It'll be a crisis if the bus company cannot get access to fuel and has to continue to pay wages with no income.
It'll be a crisis if the blockades drive your business to bankruptcy.
But frankly, for the rest of us at the moment, it's just a damn inconvenience. And depending on your political allegiance it'll give you another chance to have a go at the Government, Opec, farmers, car drivers or any of your favourite targets. But the situation does raise some interesting questions about how we operate as a town - or a city.
Not being able to drive at will could give us a moment's thought about how and when we use our cars. Is there the slightest chance that not being able to use of our cars will make us think exactly what we use them for and whether we need to?
Already I can feel the bristles going up on the back of the necks of those people to whom the car is a religious symbol of their independence.
It sometimes seems that these people think that my dad and all the others who fought in the war to defend democratic freedom did it solely to enable them to drive a car. The rhetoric of the car lobby seems to position a 'right to drive' above the right to vote.
But, rhetoric apart, we all know in Brighton and Hove that part of our ability to be a successful, prosperous and clean town or city depends on our ability to take some pretty radical and sure decisions about transport policy. We want better public transport, many want park and ride and everybody wants less smog and fuel pollution.
What we're not so good at is taking responsibility for our own part in achieving these goals.
On park and ride at the moment the council, which would have to take the decision, seems to be paralysed.
And not surprisingly. The Greens took seats off Labour in the last election by claiming that the council was not environmentally friendly enough and only they could save the eco-system. They successfully appealed to what you might call the fluffy bunny tendency of Labour defectors.
The result? Labour is understandably nervous about losing further seats to a Green Party that, with the luxury of opposition, is able to scupper a serious debate about something which many people think is one of the keys to the prosperity of business in the town.
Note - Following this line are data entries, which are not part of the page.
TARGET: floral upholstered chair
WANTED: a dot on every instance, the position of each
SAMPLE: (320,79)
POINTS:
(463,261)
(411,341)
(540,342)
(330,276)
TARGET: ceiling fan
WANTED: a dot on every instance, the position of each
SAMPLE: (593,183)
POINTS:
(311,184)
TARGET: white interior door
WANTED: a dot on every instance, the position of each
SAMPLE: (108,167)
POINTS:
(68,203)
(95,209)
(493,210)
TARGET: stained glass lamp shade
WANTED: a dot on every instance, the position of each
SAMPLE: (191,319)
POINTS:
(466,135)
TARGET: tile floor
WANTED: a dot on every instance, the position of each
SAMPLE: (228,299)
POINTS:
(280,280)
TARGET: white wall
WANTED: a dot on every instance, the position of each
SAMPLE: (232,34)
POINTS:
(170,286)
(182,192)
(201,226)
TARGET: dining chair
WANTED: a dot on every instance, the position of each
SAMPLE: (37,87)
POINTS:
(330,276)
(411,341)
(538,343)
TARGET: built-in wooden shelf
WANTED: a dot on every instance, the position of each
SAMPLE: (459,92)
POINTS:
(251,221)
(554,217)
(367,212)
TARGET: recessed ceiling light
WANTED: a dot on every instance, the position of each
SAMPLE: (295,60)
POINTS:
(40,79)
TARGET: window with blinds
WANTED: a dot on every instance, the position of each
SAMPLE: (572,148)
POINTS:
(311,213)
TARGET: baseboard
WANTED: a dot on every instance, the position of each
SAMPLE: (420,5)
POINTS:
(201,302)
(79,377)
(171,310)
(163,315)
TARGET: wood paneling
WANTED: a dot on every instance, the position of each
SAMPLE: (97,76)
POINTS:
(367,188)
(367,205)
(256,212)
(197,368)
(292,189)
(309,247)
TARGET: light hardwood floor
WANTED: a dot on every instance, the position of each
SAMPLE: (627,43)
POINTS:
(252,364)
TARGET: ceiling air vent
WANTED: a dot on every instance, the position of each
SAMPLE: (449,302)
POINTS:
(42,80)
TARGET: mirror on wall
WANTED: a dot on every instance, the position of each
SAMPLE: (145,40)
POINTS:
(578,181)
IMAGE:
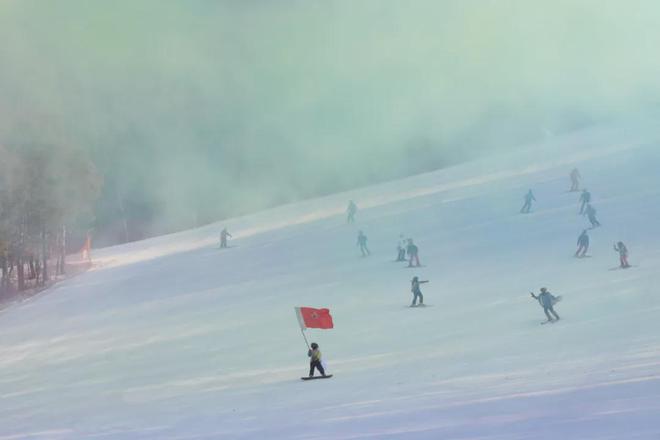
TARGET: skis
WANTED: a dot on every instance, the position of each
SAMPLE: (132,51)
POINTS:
(327,376)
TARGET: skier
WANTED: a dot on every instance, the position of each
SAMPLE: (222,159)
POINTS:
(529,198)
(350,211)
(547,301)
(413,253)
(623,254)
(585,198)
(417,293)
(575,180)
(591,214)
(223,238)
(583,244)
(401,249)
(362,242)
(315,360)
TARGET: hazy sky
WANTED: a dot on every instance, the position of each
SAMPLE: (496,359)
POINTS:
(249,102)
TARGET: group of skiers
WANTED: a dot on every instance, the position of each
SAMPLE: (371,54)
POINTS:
(545,298)
(408,251)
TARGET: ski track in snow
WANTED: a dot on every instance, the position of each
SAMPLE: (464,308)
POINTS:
(172,338)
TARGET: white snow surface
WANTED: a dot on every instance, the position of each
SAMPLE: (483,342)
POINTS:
(173,338)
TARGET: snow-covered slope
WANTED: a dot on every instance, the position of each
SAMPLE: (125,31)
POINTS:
(172,338)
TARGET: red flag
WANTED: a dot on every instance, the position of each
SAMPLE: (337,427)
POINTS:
(314,318)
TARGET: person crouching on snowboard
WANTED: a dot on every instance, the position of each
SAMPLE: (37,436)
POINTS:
(547,300)
(414,288)
(315,360)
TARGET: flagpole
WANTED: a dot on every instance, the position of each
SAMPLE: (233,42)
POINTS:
(302,330)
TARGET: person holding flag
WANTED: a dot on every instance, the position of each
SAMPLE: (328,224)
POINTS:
(309,317)
(314,355)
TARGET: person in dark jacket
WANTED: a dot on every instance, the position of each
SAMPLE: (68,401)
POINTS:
(583,244)
(401,249)
(575,180)
(585,199)
(362,242)
(547,301)
(591,215)
(350,212)
(223,237)
(623,254)
(529,198)
(314,355)
(417,292)
(413,253)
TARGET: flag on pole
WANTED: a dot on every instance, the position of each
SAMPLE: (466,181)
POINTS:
(314,318)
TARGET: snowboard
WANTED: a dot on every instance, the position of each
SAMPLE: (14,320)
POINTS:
(327,376)
(622,268)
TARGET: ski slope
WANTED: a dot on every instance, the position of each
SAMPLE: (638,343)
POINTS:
(172,338)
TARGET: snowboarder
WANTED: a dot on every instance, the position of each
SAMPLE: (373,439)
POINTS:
(417,293)
(401,249)
(585,199)
(223,237)
(623,254)
(575,180)
(362,242)
(413,253)
(315,360)
(583,244)
(547,301)
(529,198)
(350,212)
(591,214)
But whatever anyone feels about park and ride - and personally I have heard both sides argued eloquently - you do just wish someone would rule it in or out for definite.
And what we as individuals who care about the city can do is to say 'a plague on both your houses, you the car mad and you the green luddites' and promote sensible discussion about it.
What we can also do is to think before we drive. This week we're having to. We must save petrol until the fuel companies get their act together and get supplies into the garages. So we are sharing school runs, or kids are once again walking to school. We are sharing worklifts, shopping trips. We are even switching to public transport.
Although sadly with the buses having to run a Sunday service from the weekend, we will see them at their worst because there will be fewer buses than there should be and far more people.
But all these things might at least give us the chance to think how our town might work better with more restraint in the way that we use our cars. Let's not get into a war of words about whether cars are good or not - they are here to stay. It's about how we use them.
That's what will determine how environmentally-friendly a place to be we are.